Debugging Distributed Trace Gaps with ftrace

This is part two of a three-part series where we examine “gaps” in our distributed traces.

In the first part, we introduced the problem and used tcpdump to test (and disprove) our initial theory about delays in the travel time of TCP packets across the network.

In this part, we’ll show how we used a tool called ftrace to track the gaps to delays inside the auditing subsystem of the Linux kernel.

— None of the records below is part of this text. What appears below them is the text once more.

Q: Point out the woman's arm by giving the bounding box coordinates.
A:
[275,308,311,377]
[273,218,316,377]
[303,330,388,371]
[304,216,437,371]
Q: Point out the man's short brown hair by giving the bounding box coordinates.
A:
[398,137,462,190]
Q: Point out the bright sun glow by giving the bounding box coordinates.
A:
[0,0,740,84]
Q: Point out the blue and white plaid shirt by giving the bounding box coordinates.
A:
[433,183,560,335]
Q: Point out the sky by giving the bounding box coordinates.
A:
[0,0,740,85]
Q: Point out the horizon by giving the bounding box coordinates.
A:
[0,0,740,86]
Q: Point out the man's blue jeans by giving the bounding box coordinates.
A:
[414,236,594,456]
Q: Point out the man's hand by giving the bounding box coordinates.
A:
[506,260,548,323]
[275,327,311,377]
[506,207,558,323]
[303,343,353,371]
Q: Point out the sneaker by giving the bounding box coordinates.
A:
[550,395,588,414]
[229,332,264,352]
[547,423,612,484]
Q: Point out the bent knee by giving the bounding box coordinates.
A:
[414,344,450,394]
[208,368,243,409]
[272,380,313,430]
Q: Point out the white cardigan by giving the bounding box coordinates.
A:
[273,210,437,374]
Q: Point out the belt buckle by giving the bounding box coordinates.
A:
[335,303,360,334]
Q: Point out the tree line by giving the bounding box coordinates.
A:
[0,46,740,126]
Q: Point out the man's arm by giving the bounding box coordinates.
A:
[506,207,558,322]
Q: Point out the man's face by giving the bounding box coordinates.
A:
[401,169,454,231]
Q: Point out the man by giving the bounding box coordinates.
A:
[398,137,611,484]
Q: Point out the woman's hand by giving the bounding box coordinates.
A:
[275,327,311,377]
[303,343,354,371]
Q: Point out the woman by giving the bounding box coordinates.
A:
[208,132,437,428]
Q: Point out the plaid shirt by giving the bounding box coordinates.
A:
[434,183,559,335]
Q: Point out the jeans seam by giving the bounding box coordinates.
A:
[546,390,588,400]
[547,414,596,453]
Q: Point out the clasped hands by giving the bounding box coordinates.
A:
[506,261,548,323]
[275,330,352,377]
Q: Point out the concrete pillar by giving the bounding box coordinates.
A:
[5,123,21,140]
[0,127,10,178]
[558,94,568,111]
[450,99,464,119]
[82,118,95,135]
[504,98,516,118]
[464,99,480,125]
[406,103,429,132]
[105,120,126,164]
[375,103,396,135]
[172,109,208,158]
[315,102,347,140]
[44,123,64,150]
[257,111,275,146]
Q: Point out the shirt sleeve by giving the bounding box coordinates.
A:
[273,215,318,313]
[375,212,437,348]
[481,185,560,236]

In the third and final part, we’ll share some improvements we’ve made to our monitoring system to better detect these kinds of issues in the future.

Recap #

In the previous part, we introduced the problem of “gaps” in our distributed traces for service-service HTTP calls. We formulated a theory that the gaps were caused by delayed travel times of packets sent from the client to the server. We used tcpdump to test that theory:

Debugging gaps with tcpdump

Although data we gathered with tcpdump disproved this theory, it allowed us to eliminate networking issues from consideration entirely, and improved our understanding of the gaps. At this point, our understanding of the gaps is that they:

  • Start after the establishment of the TCP connection
  • End before the processing of the HTTP request by the express web application
  • Have nothing to do with packet delays or networking issues in general
  • Are occurring somewhere on the server-side

Maybe it’s the kernel? #

Having eliminated the network as a possible cause, we decided to try isolating the gaps to another large quadrant of possibilities: the Linux kernel.

What is the Linux kernel, anyway? #

The Linux kernel is the part of Linux operating systems with special privileges to execute any CPU instruction, to directly access memory, and to interface with disk and network controllers. The kernel provides abstractions for this hardware which applications interact with through kernel APIs called "syscalls".

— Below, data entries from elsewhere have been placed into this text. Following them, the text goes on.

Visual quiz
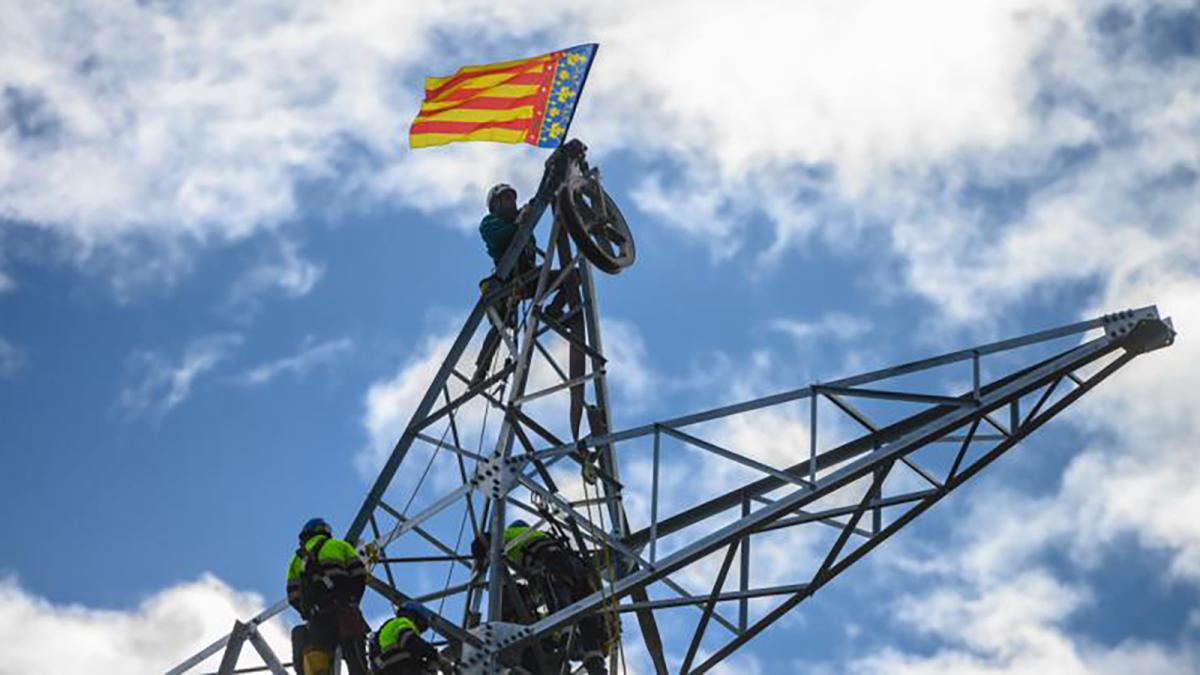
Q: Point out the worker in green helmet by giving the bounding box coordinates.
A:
[472,520,607,675]
[370,601,438,675]
[288,518,371,675]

How NodeJS interacts with the kernel #

When our NodeJS express web application wants to check for new TCP connections from remote clients, it makes an accept4 syscall to the Linux kernel. When it wants to read in an HTTP request from one of these TCP connections, it uses the read syscall. It responds to HTTP requests and writes logs with the write syscall.

As we noted in the last part of the series, our tracing library — dd-trace-js — cannot observe anything outside of NodeJS. This includes code in the Linux kernel that implements these syscalls.

Any delays in calls by NodeJS to the Linux kernel would manifest as gaps in our distributed traces.

How to observe the Linux kernel #

To determine if the gaps were caused by delays inside the Linux kernel, we needed a tool that could observe what was happening inside of it.

Several tools can do just this. The diagram below by Brendan Gregg shows the landscape of tools that can be used to observe applications, Linux libraries, the Linux kernel, and hardware. Linux kernel encompasses the area between the “System Call Interface” to “Device Drivers”, inclusive (“Linux kernel” annotation is my own). NodeJS and our express web application reside in the “Applications” layer.

Brendan Gregg’s system debugging diagram

Looking at the available tools in the diagram above, we could see that tools like BCC, bpftrace, ftrace, LTTng, and perf are capable of observing the Linux kernel, and more.

Finding the gap with ftrace #

We ended up uncovering the cause of the gaps with ftrace. Other tools in its class, like perf, would have worked as well. One thing we liked about ftrace, in particular, is that it ships with the Linux kernel and is enabled by default on our Amazon Linux 2 machines.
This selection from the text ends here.